Le Directeur général des élections risque d'avoir de sérieux problèmes s'il estime pouvoir engager des poursuites sur les contributions politiques faites par des prête-noms entre 2006 et 2011. Le DGE s'engagerait ainsi dans des mesures rétroactives très difficiles à justifier.

Car le gouvernement a cru nécessaire de rendre plus contraignantes, à la fin de 2010, les dispositions de la loi encadrant les contributions, en précisant que les donateurs doivent explicitement s'engager à donner leur propre argent, sans remboursement, aux partis politiques.

Pour des avocats spécialisés sur ces questions, tous les partis sont bien conscients que le DGE n'a pas les recours qu'il prétend avoir pour les contributions précédant la mise en application de la loi, en janvier 2011, «mais personne n'ose le dire, craignant que la population y voie un aveu de culpabilité».

«Un changement de fond»

Enseignant en droit public à l'Université de Montréal, Me Frédéric Bérard observe que si le législateur a senti le besoin de modifier l'article 90 de la loi électorale, il admet que l'article précédent n'était pas suffisamment explicite. Jusqu'à 2011, la loi prévoyait seulement que «toute contribution doit être versée par l'électeur lui-même et à même ses propres biens».

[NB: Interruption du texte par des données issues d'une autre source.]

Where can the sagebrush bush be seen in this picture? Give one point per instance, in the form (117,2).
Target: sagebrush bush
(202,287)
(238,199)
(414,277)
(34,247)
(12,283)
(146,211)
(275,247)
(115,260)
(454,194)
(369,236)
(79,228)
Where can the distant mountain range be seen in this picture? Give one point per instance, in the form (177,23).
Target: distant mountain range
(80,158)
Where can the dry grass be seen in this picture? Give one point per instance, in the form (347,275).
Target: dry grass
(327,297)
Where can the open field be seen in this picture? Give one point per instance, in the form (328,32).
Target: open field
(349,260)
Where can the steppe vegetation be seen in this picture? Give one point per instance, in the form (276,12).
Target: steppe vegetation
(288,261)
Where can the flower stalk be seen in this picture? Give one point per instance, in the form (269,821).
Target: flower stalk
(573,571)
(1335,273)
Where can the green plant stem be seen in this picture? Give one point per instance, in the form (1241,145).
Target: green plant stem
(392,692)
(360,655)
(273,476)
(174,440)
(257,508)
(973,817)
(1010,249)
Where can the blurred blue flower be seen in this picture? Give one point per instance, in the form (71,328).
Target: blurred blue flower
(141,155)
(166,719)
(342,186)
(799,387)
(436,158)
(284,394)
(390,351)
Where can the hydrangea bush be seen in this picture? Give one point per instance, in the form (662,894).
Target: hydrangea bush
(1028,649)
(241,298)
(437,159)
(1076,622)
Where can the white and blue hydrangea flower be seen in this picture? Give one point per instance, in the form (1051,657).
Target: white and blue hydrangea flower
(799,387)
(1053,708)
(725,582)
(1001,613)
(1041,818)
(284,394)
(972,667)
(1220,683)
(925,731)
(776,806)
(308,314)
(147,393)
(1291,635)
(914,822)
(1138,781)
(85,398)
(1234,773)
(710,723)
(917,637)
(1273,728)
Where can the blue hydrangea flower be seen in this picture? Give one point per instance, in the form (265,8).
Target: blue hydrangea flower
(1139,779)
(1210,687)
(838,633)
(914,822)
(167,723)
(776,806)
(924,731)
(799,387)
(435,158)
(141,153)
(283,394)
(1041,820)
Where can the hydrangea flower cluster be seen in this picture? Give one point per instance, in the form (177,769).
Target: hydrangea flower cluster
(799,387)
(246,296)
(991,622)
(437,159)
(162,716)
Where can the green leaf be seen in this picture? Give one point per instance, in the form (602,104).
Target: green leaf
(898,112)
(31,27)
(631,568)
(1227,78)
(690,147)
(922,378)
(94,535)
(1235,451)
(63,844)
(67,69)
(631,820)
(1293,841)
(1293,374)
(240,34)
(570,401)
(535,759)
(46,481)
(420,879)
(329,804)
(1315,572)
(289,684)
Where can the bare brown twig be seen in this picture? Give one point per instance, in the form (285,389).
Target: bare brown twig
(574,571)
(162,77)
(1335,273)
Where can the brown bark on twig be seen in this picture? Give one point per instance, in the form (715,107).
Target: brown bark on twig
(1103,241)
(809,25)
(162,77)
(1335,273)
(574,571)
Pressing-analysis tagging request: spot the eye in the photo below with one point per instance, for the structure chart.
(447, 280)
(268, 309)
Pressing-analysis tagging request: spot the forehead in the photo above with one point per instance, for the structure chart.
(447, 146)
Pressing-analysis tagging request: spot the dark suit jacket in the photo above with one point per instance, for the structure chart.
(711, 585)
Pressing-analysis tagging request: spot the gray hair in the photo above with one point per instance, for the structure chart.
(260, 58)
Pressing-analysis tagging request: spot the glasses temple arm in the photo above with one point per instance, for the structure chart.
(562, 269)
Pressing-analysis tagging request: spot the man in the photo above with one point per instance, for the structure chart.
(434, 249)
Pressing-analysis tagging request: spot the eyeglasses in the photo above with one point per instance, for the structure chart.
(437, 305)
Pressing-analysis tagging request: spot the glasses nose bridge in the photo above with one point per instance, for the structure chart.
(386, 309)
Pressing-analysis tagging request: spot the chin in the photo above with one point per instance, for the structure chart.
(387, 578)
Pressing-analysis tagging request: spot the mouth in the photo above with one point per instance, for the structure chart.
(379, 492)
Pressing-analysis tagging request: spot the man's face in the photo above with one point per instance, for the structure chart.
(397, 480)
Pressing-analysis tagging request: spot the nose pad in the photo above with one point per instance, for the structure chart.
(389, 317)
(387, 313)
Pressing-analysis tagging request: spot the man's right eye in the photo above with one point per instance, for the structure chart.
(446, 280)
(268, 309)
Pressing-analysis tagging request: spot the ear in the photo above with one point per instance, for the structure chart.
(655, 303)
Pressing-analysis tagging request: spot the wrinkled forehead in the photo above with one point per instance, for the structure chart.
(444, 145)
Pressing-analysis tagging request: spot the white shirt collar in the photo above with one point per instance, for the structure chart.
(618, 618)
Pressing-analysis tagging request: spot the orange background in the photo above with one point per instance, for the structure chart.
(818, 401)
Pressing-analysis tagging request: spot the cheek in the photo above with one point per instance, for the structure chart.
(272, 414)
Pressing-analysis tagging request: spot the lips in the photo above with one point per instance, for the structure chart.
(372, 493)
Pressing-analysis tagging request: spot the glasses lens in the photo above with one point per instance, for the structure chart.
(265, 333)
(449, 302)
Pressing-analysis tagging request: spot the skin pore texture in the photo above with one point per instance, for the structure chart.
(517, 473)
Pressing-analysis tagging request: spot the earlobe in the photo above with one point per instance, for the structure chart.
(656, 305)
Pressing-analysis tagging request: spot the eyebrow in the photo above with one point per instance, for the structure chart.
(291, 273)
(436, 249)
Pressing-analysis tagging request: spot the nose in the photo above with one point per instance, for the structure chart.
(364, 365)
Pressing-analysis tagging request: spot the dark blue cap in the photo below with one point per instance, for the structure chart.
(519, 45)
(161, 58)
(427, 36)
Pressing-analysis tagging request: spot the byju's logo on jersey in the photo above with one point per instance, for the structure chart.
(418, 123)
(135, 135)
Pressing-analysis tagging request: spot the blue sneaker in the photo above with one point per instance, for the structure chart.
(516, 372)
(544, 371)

Or, la révision de 2011 ajoute qu'il ne doit pas avoir «de contrepartie», de remboursement sous quelque forme que ce soit. On précise aussi que l'électeur doit confirmer par écrit qu'il a donné une contribution sans compensation.

«Si le législateur a demandé une modification, une clarification de la loi, on doit présumer que cette modification entraîne un changement de fond», explique Me Bérard. Remonter avant la mise en application de la loi, «serait une application rétroactive».

Bien que ce soit rare, une loi peut être rétroactive, «mais cela doit être prévu explicitement dans la loi», ajoute-t-il.

Mercredi, dans une sortie publique, Jacques Drouin, le DGE, indiquait qu'il pouvait exercer des recours dans les cas où des «prête-noms» avaient contribué illégalement aux partis politiques entre 2006 et 2011.

Grâce à une disposition de la loi de 2011 lui permettant de croiser les fichiers fiscaux des contributeurs, le bureau du DGE avait observé que les employés de 532 entreprises et leurs proches avaient versé près de 13 millions à des partis politiques, principalement au Parti libéral, entre 2006 et 2011.